Former garda investigated over premarital sex feels ‘vindicated’

Majella Moynihan who had child with colleague has been told case files missing, says friend

Majella Moynihan spoke to RTÉ about being charged under the Garda Síochána regulations over  having premarital sex with another garda and a second count of having “give birth to a child outside wedlock” in May 1984. Photograph:  Supplied by RTÉ

Majella Moynihan spoke to RTÉ about being charged under the Garda Síochána regulations over having premarital sex with another garda and a second count of having “give birth to a child outside wedlock” in May 1984. Photograph: Supplied by RTÉ

 

A former garda who was threatened with dismissal from the force in the 1980s for having a baby with a colleague while unmarried says she feels “vindicated” in the wake of the public response to her ordeal.

Majella Moynihan was 22 when she was charged under Garda Síochána regulations of having premarital sex with another garda and a second count of having given “birth to a child outside wedlock”.

She gave birth to the baby, David, in Galway Regional Hospital in May 1984, and gave him up for adoption. Ms Moynihan and her partner Martin, whom she began dating in 1994, also have a 21-year-old son named Stephen.

Ms Moynihan told RTÉ she was now looking forward to getting on with her life “with happiness, with my two sons”.

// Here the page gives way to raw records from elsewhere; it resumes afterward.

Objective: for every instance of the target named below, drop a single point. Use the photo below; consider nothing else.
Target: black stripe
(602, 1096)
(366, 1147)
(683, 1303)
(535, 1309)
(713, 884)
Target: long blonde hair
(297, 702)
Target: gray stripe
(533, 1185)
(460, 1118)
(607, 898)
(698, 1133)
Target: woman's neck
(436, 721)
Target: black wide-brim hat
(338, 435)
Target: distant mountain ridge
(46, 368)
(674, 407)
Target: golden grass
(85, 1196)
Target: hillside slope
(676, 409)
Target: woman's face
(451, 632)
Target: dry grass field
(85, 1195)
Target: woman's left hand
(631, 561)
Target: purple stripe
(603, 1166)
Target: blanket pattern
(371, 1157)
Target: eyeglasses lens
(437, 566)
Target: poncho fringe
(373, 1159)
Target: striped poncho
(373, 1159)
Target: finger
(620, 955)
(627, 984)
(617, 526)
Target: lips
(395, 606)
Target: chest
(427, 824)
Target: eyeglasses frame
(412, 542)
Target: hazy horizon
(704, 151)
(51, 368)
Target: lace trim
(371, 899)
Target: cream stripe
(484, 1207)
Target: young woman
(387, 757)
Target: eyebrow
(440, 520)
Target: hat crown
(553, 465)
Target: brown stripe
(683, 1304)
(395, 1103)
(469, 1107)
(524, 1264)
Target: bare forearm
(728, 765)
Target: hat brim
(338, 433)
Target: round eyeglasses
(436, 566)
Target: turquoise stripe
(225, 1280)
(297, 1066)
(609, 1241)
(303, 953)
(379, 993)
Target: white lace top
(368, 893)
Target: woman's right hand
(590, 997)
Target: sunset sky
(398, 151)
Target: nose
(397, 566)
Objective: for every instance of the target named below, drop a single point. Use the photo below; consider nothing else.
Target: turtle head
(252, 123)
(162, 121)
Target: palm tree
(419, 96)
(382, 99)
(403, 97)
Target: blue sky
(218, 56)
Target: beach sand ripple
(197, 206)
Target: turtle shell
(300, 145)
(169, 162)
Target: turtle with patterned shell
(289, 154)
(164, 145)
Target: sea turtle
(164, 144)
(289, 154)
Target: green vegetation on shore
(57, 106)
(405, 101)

Majella Moynihan in 1998. Photograph supplied by RTÉ
Majella Moynihan in 1998. Photograph supplied by RTÉ

Born in Kanturk, Co Cork in 1962, Ms Moynihan joined An Garda Síochána in 1983.

Training in Templemore, Co Tipperary, she met another Garda recruit, who she had had a previous relationship with. The pair started seeing each other again and Ms Moynihan became pregnant.

Transcripts from an internal Garda hearing from the time reveal an aggressive line of questioning by senior officers, scrutinising the young woman’s sexual history and her use of contraceptives.

Faced with dismissal for bringing discredit to the force, Ms Moynihan only kept her job at the intervention of the archbishop of Dublin, who feared firing her would lead to more gardaí travelling to England for abortions if they became pregnant outside of marriage.

In 1998, Ms Moynihan sought early retirement from the force after 15 years service.

Years later, in 2017, she was contacted through a social worker and informed her son David wished to meet her.

“One of the hardest things I ever did in my life was meeting my son, I found it very, very difficult because I felt that he was angry with me and I had my own pain,” she said.

Both Garda Commissioner Drew Harris and Minister for Justice Charlie Flanagan issued statements of apology after Ms Moynihan spoke publicly for the first time in a RTÉ Radio One documentary broadcast on Saturday.

A friend of Ms Moynihan, Susan Lohan of the Adoption Rights Alliance (ARA), said the former garda had been told her personal files had gone missing.

Records running to between 200 and 300 pages were released to her with “around 50 per cent” of the material redacted, according to Ms Lohan.

“It is utterly meaningless to send something like that. She has no idea what was written about her, whether bare-faced lies were told.”

Ms Moynihan spoke with solicitors, arranged by the ARA, between 2015 and 2016 and was advised that she had a legal right to see more complete documents under data protection legislation.

The former garda then reapplied for the same files to be disclosed in their entirety, citing her rights, and was told: “We’re terribly sorry. We can’t find your files any more, they are lost,” Ms Lohan said.

On the statements of apology issued by Mr Harris and Mr Flanagan, Ms Lohan said Ms Moynihan did not regard them as proper apologies.

“They are statements of apology, but they have no idea what they are apologising for, unless they have been fortunate enough to discover Majella’s missing files,” she said.

“Even if they discovered them, I don’t believe they could have digested them that quickly. I think they are both in for a very nasty shock when they see the full extent of what happened.”

Asked about whether the files were missing, a spokesman for Garda headquarters said: “In general, records such as these, particularly those dating back 20 to 30 years ago, are held by administrative offices that are not open at weekends.”